This GitHub repository contains a machine learning pipeline that analyzes a dataset of interests grouped by individuals. It includes data preprocessing, K-Means clustering, and evaluation methods like the Elbow Method and Silhouette Score. The code is designed to provide insights into patterns and relationships among different interest categories.
- The pipeline starts by importing necessary libraries such as NumPy, pandas, Seaborn, and Matplotlib. It then loads a dataset from a CSV file named 'Interests_group.csv' using pd.read_csv(). The first few rows of the dataset are examined using df.head(), and information about the dataset is checked using df.info(). Additionally, the shape of the dataset is obtained using df.shape.
- Missing values in the dataset are identified and handled. This involves filling missing values with the median of each column using df.fillna(df.median()). Columns where more than 30% of the data is missing are dropped.
- Categorical data is converted into numerical format using Label Encoding with LabelEncoder().
- The K-Means clustering algorithm is applied to the dataset. Specific columns (such as 'grand_tot_interests' and 'interest215') are selected, and the K-Means model is fitted with n_clusters=5. The resulting clusters and centroids are plotted using Seaborn and Matplotlib.

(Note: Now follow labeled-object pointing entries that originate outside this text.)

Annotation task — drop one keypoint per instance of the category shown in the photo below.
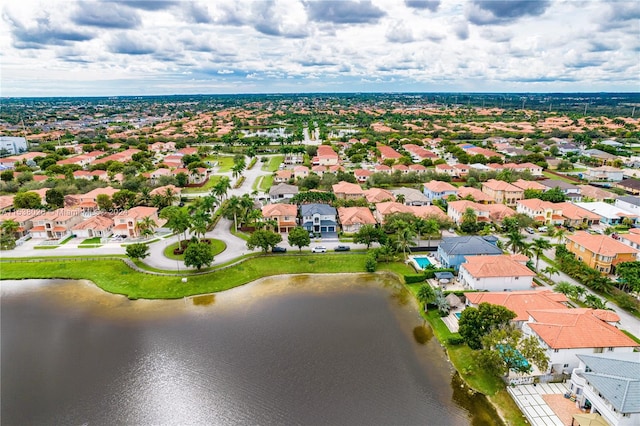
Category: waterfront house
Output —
(283, 214)
(496, 273)
(600, 252)
(609, 384)
(354, 218)
(453, 250)
(319, 218)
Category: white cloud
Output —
(82, 48)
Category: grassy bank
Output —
(463, 359)
(114, 276)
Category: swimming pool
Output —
(422, 262)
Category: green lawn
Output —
(273, 163)
(114, 276)
(555, 177)
(217, 247)
(263, 183)
(213, 179)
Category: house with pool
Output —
(453, 250)
(496, 273)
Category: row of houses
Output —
(64, 222)
(581, 342)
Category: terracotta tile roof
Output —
(520, 302)
(96, 222)
(573, 212)
(498, 185)
(495, 266)
(347, 188)
(477, 195)
(439, 186)
(356, 215)
(427, 212)
(271, 210)
(378, 195)
(529, 184)
(600, 244)
(576, 328)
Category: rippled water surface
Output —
(333, 350)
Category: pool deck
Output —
(544, 404)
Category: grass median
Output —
(114, 276)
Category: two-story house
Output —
(566, 333)
(283, 214)
(453, 250)
(438, 190)
(282, 192)
(496, 273)
(126, 223)
(608, 384)
(56, 224)
(502, 192)
(347, 191)
(600, 252)
(541, 211)
(319, 218)
(604, 174)
(354, 218)
(23, 217)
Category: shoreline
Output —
(381, 273)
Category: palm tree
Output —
(404, 238)
(234, 207)
(516, 240)
(550, 270)
(9, 228)
(538, 248)
(560, 234)
(200, 223)
(144, 198)
(145, 226)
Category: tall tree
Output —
(299, 237)
(474, 323)
(198, 255)
(263, 239)
(538, 247)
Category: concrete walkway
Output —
(529, 400)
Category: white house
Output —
(610, 383)
(496, 273)
(567, 333)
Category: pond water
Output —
(346, 349)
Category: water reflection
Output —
(311, 349)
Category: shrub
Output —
(455, 340)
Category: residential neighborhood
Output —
(546, 227)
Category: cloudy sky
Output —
(147, 47)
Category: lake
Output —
(311, 349)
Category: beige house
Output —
(503, 192)
(126, 223)
(56, 224)
(284, 214)
(354, 218)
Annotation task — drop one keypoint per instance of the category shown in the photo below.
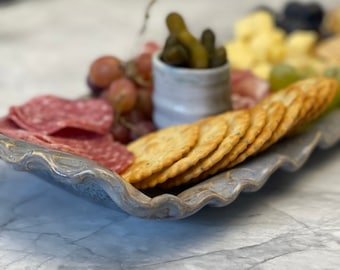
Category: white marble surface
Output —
(46, 47)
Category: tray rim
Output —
(88, 179)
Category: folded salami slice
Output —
(48, 114)
(99, 148)
(247, 89)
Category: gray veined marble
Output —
(293, 221)
(90, 180)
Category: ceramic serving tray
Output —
(88, 179)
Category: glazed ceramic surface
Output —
(184, 95)
(87, 179)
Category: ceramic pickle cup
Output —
(184, 95)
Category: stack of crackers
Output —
(188, 153)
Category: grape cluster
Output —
(127, 86)
(299, 16)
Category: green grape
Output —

Additionally, the Silhouette Score is calculated to evaluate the quality of the clustering.
- The Elbow Method is applied to determine the optimal number of clusters for K-Means. This method helps in finding the appropriate number of clusters by plotting the Within-Cluster Sum of Squares (WCSS) for different numbers of clusters.
This repository serves as a comprehensive guide for implementing a clustering pipeline in machine learning. It provides a structured approach from data preprocessing to evaluation, facilitating easy understanding and implementation of clustering techniques. Feel free to explore the code and adapt it to your specific use cases!